In “Bizarro” Congress Barney Frank is Helping Keep the Internet Free

If you are a fan of the Superman comic book series, or if you were a regular Seinfeld watcher, you would be familiar with the backwards “bizarro” world where down is up, day is night, you say goodbye when you mean hello and so on.  In other words, expect the opposite of what you would normally expect.

Well when it comes to keeping the internet free from excessive government regulation, it would seem there’s a bit of a bizarro streak running through Congress right now.  That is because efforts to repeal unnecessary government regulation and oversight that limit innovation and growth on the internet are being led by, of all lawmakers, Representative Barney Frank (D, MA-4); outspoken liberal and regular ally to big government causes one would normally associate nanny-state internet regulation with.  Nevertheless, Frank has been leading the charge on Capitol Hill against the Unlawful Internet Gambling Enforcement Act (UIGEA), first offering legislation to repeal it last year and just this week reintroducing the bill in the 111th Congress.

UIGEA was pushed through by the Bush Administration (which free-market limited government conservatives came to expect bizarre-like action from) in its final days with the stated purpose to stop unlawful online gambling.  However, because the act never actually spelled out what that meant, UIGEA in broad terms put the government in the role of “Big Brother” on the internet.  In particular, the act has had the effect of turning online payment transaction companies into informants and enforcers for the federal government, raising privacy concerns as well as significant costs to consumers.

True, Frank’s real reason for his new found deregulatory stance on online gaming is filling government coffers.  UIGEA’s heavy government hand has forced consumers to foreign companies with offshore websites which Frank and others on the Left have argued leaves the U.S. taxman out in the cold.  Of course it also hurts U.S. based businesses that otherwise could compete in a more open marketplace.

But motives aside, deregulatory policy is deregulatory policy.  Traditional allies to the limited government conservative movement should be mindful of this and resist the bizarro knee-jerk against UIGEA repeal simply because Barney Frank is championing it.

Unfortunately, many on the Right have allowed social arguments concerning the “evils of gambling” to cloud their judgment and force them from their free-market moorings.  In this sense, turning online gambling into the bad guy may indeed cater to certain constituencies.  It does not however excuse the larger consequences of restricting the free and open internet for conservatives who claim to support free markets.  

This includes prominent Republicans like Senate Minority Whip John Kyl (R-AZ) who are trying to help reshape the party and return it to its rightful limited government roots.  Kyl is usually a reliable champion on core limited government issues, but has missed the mark on UIGEA as he was one of the act’s original proponents and remains a staunch advocate in the face of repeal efforts in this Congress.  Other Republicans have followed suit with much hand-wringing over gambling in general and protecting people from themselves, again ignoring the big government elephant in the corner.
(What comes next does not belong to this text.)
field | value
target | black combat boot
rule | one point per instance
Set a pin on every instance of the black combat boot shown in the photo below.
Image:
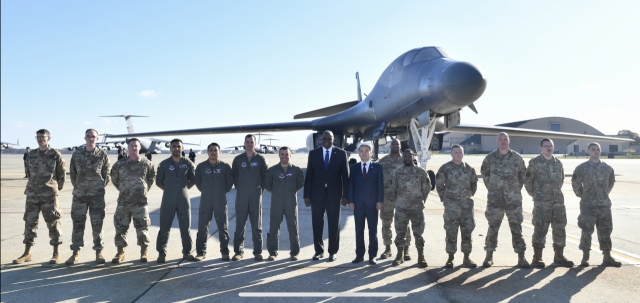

If the political calculus is that meaningless overtures to social conservatives at the expense of core limited government principle is a winning strategy, conservatives need to remember 2006.  After demagoguery-fueled battles that stroked the party’s social wing at the expense of those who wanted to see smaller, more restrained government, most notably the Terri Schiavo sham and the gay marriage Constitutional Amendment side-show,  a disenfranchised conservative base stayed home on Election Day and Democrats seized control of Congress.  Limited government voters were rightly upset that Bush and Delay were driving the out-of-control spending train off the proverbial cliff while Democrats in many respects seized the mantle of fiscal responsibility and successfully convinced the American people they were the better stewards of their hard-earned tax dollars.

This is not to overstate the importance of UIGEA repeal and certainly not to suggest it as the means by which Republicans could find their way back into the majority.  Rather it should suffice to say that this is a good, albeit small step and conservatives would greatly help their cause if they would recognize good policy when they see it and no matter who supports it.  Even if in today’s bizarro world in Congress that means standing with Barney Frank, Republicans who espouse to be on the side of the free market, limited government movement should do it on UIGEA repeal.

If they do it will help us wave goodbye to burdensome internet regulation (or perhaps I should have said “hello”).